Readers respond to the government’s U-turn on free school meals, after a campaign supported by the Manchester United striker
Your editorial on Marcus Rashford (The Guardian view on Marcus Rashford’s triumph: a political masterclass, 16 June) was pitch perfect. This young man’s public appeals to politicians to do the right thing have been heartwarming in their openness and quiet honesty. Even more significantly, some might say worryingly, they showed a clearer understanding of the needs of the poorest people in the country than a prime minister and cabinet who claim to be promoting a “levelling up” agenda for government.
It was no surprise to me to hear a young man who had personally experienced real poverty talk so passionately about the need to take proper care of the UK’s most disadvantaged children. I was for many years the headteacher of a London school where 70% to 80% of the students were entitled to free school meals. Their own hardship didn’t stop them and their parents from regularly making what the head of the local food bank told me were the biggest contributions of food they ever received.
It was doubtless that same sense of community solidarity and care for the most vulnerable that recently saw the headteacher and staff of my old school run a 24-hour non-stop relay on the running track to raise over £10,000 for the families experiencing the greatest need during lockdown.
Very well done, Marcus. You have created a moment of genuine warmth and positivity in these otherwise depressing times.
• Your coverage of the government’s U-turn on free school meals over the summer holiday (Johnson makes U-turn on free school meals after Rashford campaign, 16 June) rightly shone a light on the contribution of Marcus Rashford to the decision. Let’s not, however, forget the solid and committed groundwork put in by campaigning organisations. Sustain and the Good Law Project mounted a legal challenge to the government and 16-year-old Christine A, an ambassador with Bite Back 2030, initiated a Change.org petition that received 266,000 signatures. The Food Foundation, The Soil Association, Feeding Britain and School Food Matters all campaigned tirelessly so that children would not go hungry over the summer.
Alison Swan Parente
• Perhaps the simplest explanation for Marcus Rashford’s masterclass is that football at the highest levels is the only true meritocracy in Britain today. No one gets to the top on the back of parental wealth or position. No one gets to perform in front of thousands of fans because they went to the right school. And now, with more young women realising their football ambitions, the same pattern is emerging. Marcus got to the top due to his talent, something that probably can’t be said for most of the cabinet.
• Perhaps Marcus Rashford might like to call for Dominic Cummings to go?

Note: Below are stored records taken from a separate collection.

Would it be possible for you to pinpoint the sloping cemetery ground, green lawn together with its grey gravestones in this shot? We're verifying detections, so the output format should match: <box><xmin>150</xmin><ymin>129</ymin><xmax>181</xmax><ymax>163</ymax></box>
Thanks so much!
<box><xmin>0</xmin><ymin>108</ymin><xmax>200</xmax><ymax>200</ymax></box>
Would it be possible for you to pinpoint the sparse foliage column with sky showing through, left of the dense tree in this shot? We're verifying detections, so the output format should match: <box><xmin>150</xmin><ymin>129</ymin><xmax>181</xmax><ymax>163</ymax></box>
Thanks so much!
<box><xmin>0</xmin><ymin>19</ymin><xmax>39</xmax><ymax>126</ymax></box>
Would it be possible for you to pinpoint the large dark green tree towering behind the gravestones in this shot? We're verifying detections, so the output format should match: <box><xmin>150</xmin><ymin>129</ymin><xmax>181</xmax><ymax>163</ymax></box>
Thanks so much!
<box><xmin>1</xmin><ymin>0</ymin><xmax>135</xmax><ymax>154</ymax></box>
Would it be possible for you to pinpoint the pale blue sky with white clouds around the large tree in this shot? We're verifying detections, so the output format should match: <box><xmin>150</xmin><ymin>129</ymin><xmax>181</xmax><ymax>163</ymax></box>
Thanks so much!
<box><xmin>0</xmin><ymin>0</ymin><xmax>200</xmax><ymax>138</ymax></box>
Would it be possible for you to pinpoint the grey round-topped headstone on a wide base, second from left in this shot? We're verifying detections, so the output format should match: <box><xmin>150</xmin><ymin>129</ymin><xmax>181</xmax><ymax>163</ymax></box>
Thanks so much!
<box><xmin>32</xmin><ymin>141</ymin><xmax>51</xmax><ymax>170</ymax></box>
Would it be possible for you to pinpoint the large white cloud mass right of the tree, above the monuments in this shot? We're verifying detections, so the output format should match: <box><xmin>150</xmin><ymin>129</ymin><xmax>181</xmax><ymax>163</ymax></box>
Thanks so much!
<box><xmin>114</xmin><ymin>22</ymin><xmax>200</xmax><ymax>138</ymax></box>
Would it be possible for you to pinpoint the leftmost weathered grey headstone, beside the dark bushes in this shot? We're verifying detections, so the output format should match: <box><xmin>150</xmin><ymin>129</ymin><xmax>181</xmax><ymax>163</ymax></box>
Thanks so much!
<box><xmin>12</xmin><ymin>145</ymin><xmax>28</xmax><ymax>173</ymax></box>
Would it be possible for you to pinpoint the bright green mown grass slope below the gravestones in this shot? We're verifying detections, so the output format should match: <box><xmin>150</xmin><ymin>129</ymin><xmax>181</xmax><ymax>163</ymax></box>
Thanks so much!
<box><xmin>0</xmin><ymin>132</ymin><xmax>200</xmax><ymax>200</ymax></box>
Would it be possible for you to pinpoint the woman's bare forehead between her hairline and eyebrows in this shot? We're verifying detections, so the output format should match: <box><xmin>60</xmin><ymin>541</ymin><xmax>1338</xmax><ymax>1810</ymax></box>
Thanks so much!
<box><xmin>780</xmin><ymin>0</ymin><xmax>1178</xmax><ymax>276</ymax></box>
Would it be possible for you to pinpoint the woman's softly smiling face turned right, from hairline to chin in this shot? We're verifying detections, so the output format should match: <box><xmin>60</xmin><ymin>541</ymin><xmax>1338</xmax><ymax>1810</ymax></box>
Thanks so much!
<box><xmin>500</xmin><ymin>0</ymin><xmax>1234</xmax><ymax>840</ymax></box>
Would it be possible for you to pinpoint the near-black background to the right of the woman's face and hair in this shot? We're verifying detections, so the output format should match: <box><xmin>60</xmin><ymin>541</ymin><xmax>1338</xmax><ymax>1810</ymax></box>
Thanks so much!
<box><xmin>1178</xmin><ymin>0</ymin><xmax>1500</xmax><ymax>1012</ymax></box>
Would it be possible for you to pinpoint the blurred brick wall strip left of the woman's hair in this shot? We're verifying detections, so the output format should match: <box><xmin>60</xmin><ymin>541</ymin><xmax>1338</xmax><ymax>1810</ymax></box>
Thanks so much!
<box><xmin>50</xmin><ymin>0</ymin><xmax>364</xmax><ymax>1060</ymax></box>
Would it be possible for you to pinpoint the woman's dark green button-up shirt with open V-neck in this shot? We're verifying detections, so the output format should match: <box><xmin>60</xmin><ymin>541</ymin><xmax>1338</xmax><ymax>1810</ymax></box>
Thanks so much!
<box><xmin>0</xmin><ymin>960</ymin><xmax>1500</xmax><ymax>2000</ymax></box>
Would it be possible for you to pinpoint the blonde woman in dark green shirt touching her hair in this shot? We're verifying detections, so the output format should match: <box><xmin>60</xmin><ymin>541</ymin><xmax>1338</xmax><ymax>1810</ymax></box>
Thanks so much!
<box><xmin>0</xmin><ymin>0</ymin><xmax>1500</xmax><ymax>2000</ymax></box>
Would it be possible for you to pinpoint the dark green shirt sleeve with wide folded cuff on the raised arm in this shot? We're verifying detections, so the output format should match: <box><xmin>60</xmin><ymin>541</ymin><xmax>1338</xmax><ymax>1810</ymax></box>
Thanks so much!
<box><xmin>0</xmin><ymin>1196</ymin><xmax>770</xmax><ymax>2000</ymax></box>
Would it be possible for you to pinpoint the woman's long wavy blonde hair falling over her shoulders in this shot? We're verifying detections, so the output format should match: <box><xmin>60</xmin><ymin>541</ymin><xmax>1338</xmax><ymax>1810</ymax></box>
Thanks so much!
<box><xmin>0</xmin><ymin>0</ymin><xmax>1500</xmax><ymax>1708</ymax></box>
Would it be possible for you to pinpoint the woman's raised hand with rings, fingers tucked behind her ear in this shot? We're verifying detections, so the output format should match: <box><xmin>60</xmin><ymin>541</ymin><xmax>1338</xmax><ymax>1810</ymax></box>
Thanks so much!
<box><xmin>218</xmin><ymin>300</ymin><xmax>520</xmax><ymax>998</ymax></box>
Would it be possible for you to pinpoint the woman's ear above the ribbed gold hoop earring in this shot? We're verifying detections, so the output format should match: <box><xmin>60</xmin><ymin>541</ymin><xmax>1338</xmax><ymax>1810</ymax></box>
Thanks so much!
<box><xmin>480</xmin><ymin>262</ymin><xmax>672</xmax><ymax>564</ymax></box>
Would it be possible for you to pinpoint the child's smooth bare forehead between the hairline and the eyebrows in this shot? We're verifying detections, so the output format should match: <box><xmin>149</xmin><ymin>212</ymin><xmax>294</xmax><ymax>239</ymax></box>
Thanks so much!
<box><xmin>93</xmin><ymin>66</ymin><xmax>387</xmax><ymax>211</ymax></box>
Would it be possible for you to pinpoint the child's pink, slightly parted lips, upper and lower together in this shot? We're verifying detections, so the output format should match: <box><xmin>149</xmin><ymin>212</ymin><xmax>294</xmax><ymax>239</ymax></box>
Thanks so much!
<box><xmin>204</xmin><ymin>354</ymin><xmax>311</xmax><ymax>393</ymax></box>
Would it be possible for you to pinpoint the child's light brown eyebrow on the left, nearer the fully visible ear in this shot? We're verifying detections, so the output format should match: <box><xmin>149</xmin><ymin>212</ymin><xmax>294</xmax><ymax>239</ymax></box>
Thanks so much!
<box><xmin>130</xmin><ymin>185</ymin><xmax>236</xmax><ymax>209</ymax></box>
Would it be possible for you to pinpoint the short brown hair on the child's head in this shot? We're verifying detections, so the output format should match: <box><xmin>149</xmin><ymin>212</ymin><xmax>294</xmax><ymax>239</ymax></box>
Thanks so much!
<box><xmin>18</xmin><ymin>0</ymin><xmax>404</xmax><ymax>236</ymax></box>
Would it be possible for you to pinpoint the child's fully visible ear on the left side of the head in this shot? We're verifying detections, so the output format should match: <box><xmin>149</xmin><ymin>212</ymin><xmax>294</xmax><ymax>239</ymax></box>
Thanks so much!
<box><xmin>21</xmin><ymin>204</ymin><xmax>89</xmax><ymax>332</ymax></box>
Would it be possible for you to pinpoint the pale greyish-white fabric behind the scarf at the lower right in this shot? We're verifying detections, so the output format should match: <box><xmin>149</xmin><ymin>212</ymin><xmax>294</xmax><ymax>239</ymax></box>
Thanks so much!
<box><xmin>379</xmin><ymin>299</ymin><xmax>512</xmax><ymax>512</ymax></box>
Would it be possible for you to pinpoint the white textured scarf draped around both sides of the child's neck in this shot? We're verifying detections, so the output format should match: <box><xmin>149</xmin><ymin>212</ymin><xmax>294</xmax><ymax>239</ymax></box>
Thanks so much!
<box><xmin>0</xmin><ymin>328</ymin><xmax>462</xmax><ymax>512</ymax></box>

• Following Marina Hyde’s damning article (Marcus Rashford is showing our failing politicians how to do their jobs, 16 June), I suggest we applaud Marcus Rashford, whose courage and determination exposed Boris Johnson’s inhumanity, by staging a clap for this new hero at 8pm on Friday, just before Manchester United’s game against Tottenham.
Jonathan Croall (a Chelsea fan)
• Is it too soon to commission a statue of Marcus Rashford?